Well I began doing more research, I discovered that many sources were saying that if I am on TRT I should be using an Aromatase Inhibitor and perhaps Human Chorionic Gonadotropin in addition to my TRT. Well I made the mistake of asking my doctor if an AI or HCG were something I should be considering, I also asked if I could see my numbers when I had blood-work done, as I wanted to be able to keep track of how I was doing.

It turns out, the doc thought that I, or anyone else would be unable to decipher the complex magical numbers the lab had sent. He immediately told me that based on the “excessive research I had done, and the questions I had asked, he felt that I was micro-managing my treatment and he was no longer comfortable on treating me. I’ve since found an endocrinologist, who is better equipped to deal with TRT. Note: this is not always the case, many endocrinologists are simply diabetes doctors and nothing else.

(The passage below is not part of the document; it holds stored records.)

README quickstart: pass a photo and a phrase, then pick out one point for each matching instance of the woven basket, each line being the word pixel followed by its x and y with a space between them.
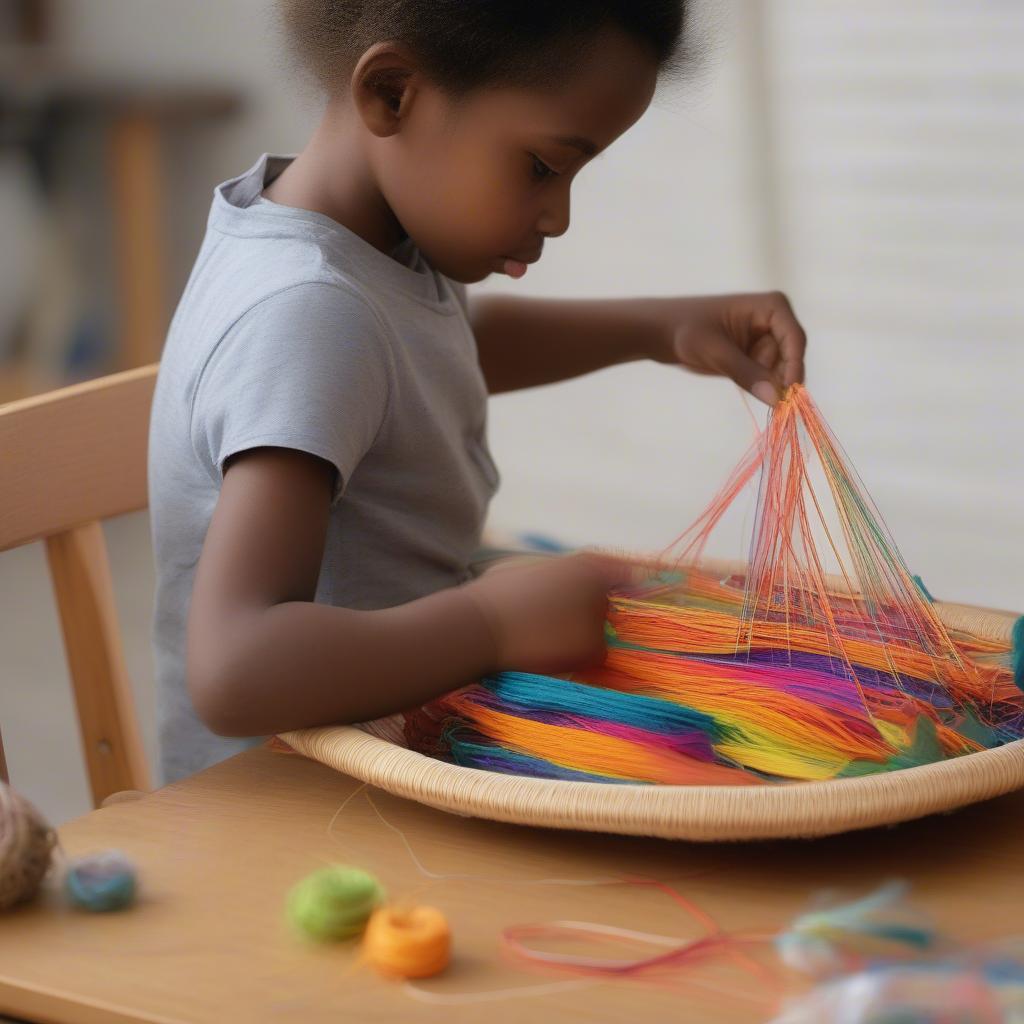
pixel 690 812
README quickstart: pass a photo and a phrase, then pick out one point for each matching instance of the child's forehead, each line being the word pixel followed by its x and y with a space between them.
pixel 581 116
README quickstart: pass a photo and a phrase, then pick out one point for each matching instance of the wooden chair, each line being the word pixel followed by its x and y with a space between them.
pixel 70 459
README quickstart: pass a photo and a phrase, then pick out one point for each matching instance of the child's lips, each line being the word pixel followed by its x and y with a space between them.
pixel 516 267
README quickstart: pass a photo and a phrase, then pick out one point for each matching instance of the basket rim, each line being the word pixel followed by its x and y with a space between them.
pixel 709 813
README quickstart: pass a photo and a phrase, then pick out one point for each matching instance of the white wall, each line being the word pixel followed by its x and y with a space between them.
pixel 898 135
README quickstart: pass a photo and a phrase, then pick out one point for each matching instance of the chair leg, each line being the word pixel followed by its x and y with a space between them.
pixel 111 738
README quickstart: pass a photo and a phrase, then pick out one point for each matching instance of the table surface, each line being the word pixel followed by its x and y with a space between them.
pixel 208 940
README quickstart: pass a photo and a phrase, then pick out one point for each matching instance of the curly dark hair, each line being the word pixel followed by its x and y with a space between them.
pixel 466 44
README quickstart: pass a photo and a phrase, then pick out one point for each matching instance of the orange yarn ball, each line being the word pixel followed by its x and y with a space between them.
pixel 408 943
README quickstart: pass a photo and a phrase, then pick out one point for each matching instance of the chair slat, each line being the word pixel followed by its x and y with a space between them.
pixel 74 456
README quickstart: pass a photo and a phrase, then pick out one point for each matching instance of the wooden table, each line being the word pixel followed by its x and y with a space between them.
pixel 218 851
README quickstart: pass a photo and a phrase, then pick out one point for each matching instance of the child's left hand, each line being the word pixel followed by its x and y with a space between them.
pixel 756 340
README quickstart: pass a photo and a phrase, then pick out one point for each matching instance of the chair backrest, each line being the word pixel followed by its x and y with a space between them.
pixel 70 459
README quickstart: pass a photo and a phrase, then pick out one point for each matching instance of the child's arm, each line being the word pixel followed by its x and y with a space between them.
pixel 262 657
pixel 754 339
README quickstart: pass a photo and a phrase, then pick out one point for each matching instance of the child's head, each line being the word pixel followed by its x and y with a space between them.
pixel 458 107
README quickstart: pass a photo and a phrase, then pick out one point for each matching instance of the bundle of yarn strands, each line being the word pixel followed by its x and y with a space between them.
pixel 819 656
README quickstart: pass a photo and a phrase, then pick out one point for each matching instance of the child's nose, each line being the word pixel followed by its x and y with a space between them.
pixel 555 220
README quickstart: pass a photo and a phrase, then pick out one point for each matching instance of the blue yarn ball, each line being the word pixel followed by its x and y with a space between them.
pixel 101 882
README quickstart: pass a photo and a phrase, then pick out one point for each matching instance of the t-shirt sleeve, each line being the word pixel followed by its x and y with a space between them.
pixel 461 295
pixel 307 368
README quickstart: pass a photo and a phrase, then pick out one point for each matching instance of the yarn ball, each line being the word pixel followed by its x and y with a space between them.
pixel 408 943
pixel 26 847
pixel 100 882
pixel 334 902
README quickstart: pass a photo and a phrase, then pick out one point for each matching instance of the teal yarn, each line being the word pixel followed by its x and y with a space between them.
pixel 334 902
pixel 100 882
pixel 1017 652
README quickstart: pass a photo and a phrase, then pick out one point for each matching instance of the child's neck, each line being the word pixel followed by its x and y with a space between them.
pixel 330 176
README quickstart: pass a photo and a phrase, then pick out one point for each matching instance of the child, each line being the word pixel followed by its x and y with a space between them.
pixel 318 465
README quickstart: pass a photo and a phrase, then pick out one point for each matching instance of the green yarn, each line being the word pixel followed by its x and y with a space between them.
pixel 334 902
pixel 101 882
pixel 925 749
pixel 1017 652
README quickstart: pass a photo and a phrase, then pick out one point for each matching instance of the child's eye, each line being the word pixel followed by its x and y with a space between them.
pixel 541 169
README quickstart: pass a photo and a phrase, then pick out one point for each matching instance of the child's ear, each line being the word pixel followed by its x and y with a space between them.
pixel 383 85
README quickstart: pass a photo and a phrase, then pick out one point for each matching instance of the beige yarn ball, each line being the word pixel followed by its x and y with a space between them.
pixel 26 845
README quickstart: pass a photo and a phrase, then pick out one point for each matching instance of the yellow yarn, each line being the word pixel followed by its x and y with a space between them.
pixel 408 943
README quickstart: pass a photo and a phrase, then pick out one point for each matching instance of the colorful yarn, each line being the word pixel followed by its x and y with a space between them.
pixel 408 943
pixel 100 882
pixel 27 844
pixel 848 937
pixel 879 961
pixel 778 673
pixel 334 902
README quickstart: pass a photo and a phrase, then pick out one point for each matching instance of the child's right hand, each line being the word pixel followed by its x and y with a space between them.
pixel 547 613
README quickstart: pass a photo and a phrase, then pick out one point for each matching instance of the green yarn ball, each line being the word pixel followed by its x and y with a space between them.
pixel 334 902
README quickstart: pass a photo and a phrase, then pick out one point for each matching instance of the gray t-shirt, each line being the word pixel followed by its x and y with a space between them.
pixel 295 332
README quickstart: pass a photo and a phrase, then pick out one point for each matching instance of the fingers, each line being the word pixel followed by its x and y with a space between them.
pixel 790 337
pixel 727 358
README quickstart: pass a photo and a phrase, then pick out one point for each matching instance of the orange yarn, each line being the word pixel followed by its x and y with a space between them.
pixel 408 943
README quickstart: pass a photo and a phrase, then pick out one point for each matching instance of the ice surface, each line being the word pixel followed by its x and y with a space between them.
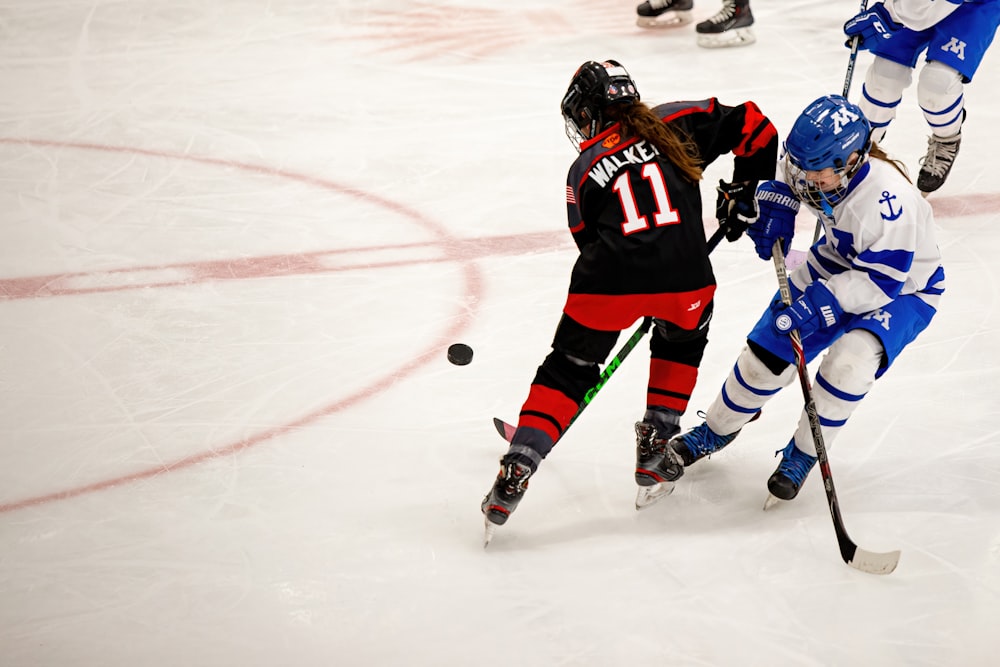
pixel 238 238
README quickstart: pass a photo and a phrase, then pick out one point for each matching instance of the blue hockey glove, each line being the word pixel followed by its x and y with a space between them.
pixel 817 308
pixel 778 207
pixel 871 27
pixel 736 208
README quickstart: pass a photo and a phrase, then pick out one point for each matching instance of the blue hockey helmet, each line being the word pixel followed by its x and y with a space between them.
pixel 826 135
pixel 595 86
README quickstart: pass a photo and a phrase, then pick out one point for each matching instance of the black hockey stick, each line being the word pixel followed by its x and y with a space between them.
pixel 506 430
pixel 848 78
pixel 866 561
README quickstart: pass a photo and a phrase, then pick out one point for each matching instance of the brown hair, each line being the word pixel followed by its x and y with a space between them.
pixel 876 152
pixel 638 120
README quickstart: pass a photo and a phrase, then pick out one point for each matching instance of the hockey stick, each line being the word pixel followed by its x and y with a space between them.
pixel 506 430
pixel 860 559
pixel 848 77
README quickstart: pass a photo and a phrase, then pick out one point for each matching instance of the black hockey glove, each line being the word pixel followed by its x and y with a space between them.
pixel 736 207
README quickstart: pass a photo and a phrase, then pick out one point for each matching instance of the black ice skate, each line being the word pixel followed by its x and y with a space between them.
pixel 937 164
pixel 507 491
pixel 730 27
pixel 664 13
pixel 786 481
pixel 656 465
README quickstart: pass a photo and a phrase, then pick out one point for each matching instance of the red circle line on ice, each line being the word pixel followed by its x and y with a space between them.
pixel 51 286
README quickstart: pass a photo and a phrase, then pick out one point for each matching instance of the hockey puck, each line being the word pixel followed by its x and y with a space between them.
pixel 459 354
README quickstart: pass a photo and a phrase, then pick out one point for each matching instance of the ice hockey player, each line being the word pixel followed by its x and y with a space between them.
pixel 868 287
pixel 954 36
pixel 634 210
pixel 729 27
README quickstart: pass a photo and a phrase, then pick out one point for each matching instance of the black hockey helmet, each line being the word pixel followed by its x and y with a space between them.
pixel 595 86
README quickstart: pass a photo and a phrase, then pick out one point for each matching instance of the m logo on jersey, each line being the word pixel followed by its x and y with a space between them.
pixel 841 117
pixel 955 46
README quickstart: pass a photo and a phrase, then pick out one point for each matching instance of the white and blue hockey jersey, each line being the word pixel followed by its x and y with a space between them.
pixel 879 244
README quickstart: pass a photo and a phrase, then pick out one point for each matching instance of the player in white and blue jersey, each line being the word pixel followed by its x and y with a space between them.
pixel 869 286
pixel 953 36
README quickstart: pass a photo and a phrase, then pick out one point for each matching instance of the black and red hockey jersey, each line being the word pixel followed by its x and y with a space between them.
pixel 638 223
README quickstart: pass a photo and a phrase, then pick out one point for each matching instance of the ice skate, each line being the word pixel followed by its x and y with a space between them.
pixel 507 491
pixel 664 13
pixel 656 465
pixel 937 164
pixel 698 443
pixel 730 27
pixel 786 481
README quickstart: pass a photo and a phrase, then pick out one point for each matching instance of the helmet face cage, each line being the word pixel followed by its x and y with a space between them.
pixel 594 87
pixel 826 135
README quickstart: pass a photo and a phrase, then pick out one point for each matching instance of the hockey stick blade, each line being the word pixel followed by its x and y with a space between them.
pixel 865 561
pixel 872 562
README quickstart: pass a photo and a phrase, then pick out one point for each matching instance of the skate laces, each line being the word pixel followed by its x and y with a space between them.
pixel 795 464
pixel 515 478
pixel 940 154
pixel 702 441
pixel 727 12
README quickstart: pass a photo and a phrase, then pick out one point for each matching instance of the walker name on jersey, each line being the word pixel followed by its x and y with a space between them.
pixel 638 153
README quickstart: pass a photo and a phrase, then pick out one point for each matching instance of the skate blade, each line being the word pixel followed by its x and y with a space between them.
pixel 490 529
pixel 649 495
pixel 771 501
pixel 723 40
pixel 665 20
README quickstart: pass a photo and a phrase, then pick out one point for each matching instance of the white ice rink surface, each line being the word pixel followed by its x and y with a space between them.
pixel 237 238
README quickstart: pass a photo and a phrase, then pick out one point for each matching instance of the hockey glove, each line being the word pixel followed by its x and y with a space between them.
pixel 817 308
pixel 778 207
pixel 871 27
pixel 736 208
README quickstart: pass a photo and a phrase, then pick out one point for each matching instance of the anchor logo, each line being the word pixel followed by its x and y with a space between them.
pixel 887 199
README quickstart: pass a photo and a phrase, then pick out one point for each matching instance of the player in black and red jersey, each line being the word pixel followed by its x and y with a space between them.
pixel 635 212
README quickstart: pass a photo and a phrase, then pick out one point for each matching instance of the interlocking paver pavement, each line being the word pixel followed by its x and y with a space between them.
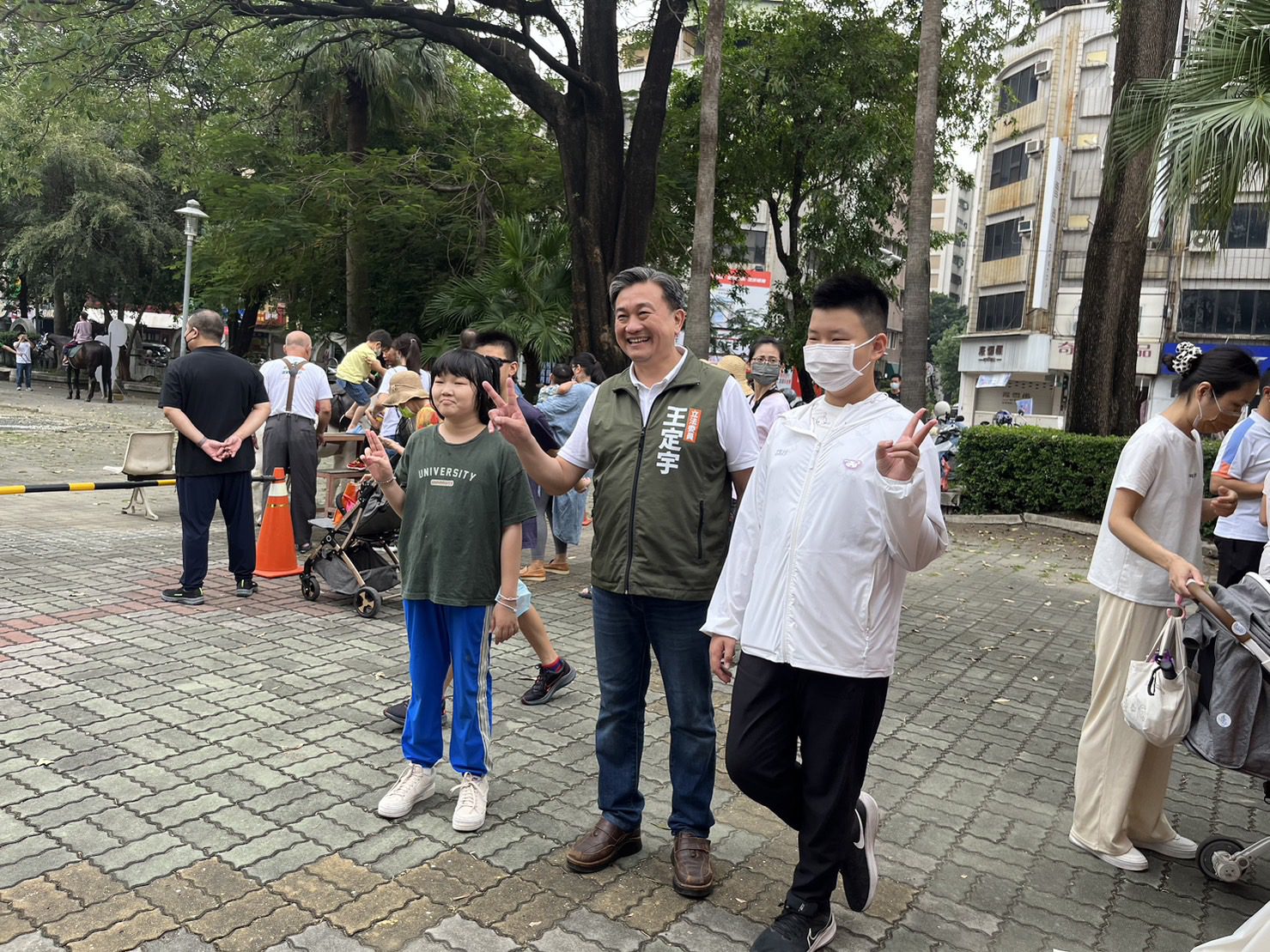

What I found so ridiculous about the entire process, was the double standard in how TRT is perceived and handled here in North America. We have laws and a culture that say your are free and even encouraged to destroy your body with alcohol, fast food, fluorinated water and cigarettes. Yet, testosterone, which in spite of the media’s best efforts, has never been proven to have directly caused the death of anyone, is treated like the most dangerous substance on the planet.

In fairness testosterone is only treated as the most dangerous substance, depending on who is asking. As Mike at D&P points out, if a woman walks into a doctor’s office and says she feels like “a man trapped in a woman’s body” her doctor will likely respond “We will get you a prescription for testosterone right away. We also need to schedule surgery to have your breast tissue removed. You will have many operations, as a matter of fact. Also, here is a pamphlet discussing hate crimes you might face. Here is an article on how to get the government to pay for your sex change operations.” Whereas a man feeling all the effects of low testosterone will be told “Male ageing is a normal process. What you’re going through happens to every man at some point in his life.”

So maybe feeling like shit is “natural” and “to be expected” as the doctors will tell you. Or perhaps there is a nefarious conspiracy against masculinity, but whatever the case, it’s my opinion, that every guy over the age of 25 should be getting educated on the subject and getting checked, because eventually those numbers and your quality of life will begin to drop.

In today’s cowardly, politically correct environment you will likely have an up-hill battle, but don’t take no for an answer. Men were not meant to be mediocre, we all have goals and dreams, the first step to reaching them is taking control of your health because with out that you don’t really have any life at all.